Liquids Pipeline Industry Testifies On Safety Improvements
July 14, 2015
Washington, DC – Today, Andy Black, President and CEO of the Association of Oil Pipe Lines (AOPL), testified on pipeline safety issues before a hearing of the U.S. House Energy and Commerce Committee Energy and Power Subcommittee. Black’s testimony focused on the safety performance record of the liquids pipeline industry and industry-wide efforts to improve pipeline safety.
“Pipelines are an exceedingly safe way to deliver the energy America needs with more than 99.999 percent of barrels of crude oil and petroleum products delivered safely by pipeline,” said Black.
The hearing, entitled “Oversight of the Pipeline Safety, Regulatory Certainty, and Job Creation Act of 2011 and Related Issues,” heard testimony from liquids and natural gas pipeline operators.
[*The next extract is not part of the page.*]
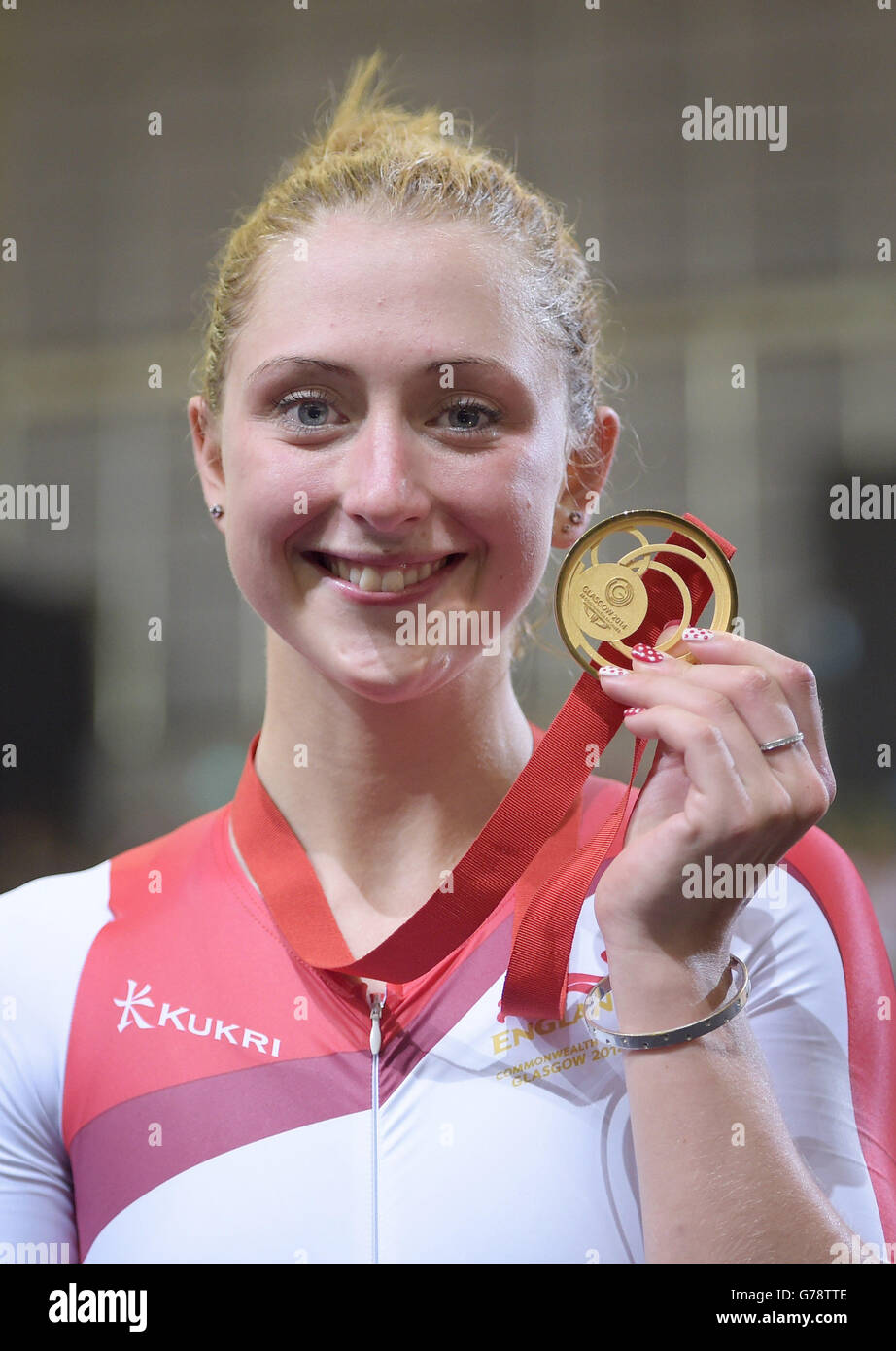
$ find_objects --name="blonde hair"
[193,50,621,465]
[191,50,618,659]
Black delivered testimony on behalf of both AOPL and the American Petroleum Institute (API).
Black shared key measures of liquids pipeline safety performance at the hearing. Since 1999, liquids pipeline incidents impacting the public or environment are down 50%. Corrosion caused pipeline incidents are down 76% since 1999. Barrels released from liquids pipeline incidents PHMSA categorizes as significant are down approximately 50% over the last 20 years. Reflecting the priority they continue to place on safety, liquids pipeline operators together spent more than $2.2 billion evaluating, inspecting and maintaining their pipelines in 2014.
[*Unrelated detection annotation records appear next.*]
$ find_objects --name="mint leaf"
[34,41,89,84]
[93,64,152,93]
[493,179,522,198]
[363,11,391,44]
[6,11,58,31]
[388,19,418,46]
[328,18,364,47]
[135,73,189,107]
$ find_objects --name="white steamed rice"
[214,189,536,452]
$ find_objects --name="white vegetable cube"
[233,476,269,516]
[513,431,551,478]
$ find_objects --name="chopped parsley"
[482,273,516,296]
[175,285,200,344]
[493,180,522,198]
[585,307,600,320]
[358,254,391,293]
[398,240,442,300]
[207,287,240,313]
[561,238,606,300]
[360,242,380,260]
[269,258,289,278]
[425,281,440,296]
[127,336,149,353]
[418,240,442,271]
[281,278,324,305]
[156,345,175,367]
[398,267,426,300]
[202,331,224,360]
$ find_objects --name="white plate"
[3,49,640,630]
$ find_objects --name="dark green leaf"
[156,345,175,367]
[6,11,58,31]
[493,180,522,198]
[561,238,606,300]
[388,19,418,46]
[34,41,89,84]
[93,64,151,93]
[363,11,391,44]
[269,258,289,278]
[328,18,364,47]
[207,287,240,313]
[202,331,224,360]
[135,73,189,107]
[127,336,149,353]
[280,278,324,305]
Black also described the Pipeline Safety ExcellenceTM initiative launched in 2013 to improve industry-wide pipeline safety performance. Numerous industry-wide groups, many shepherded by the API, with whom AOPL works closely on safety issues, are developing pipeline safety best practices and improvement tools in areas of leak detection, integrity management, operations, worker qualifications, control room management, public awareness and emergency response.
Examples of recent industry-wide pipeline safety improvement successes include development, at the recommendation of the U.S. National Transportation Safety Board and in partnership with the U.S. Pipelines and Hazardous Materials Safety Administration, state pipeline regulators and natural gas and liquids pipeline operators, of an industry-wide recommended practice API 1173 for Pipeline Safety Management Systems. This safety tool will allow pipeline operators to better manage the numerous pipeline safety efforts within their companies comprehensively and holistically.
Black also discussed new pipeline specific emergency response tools, including a free, online pipeline emergency response training course for local first responders. These efforts recently earned AOPL and API this year’s Norman Y. Mineta Excellence in Transportation Safety Award from the National Association of State Fire Marshals.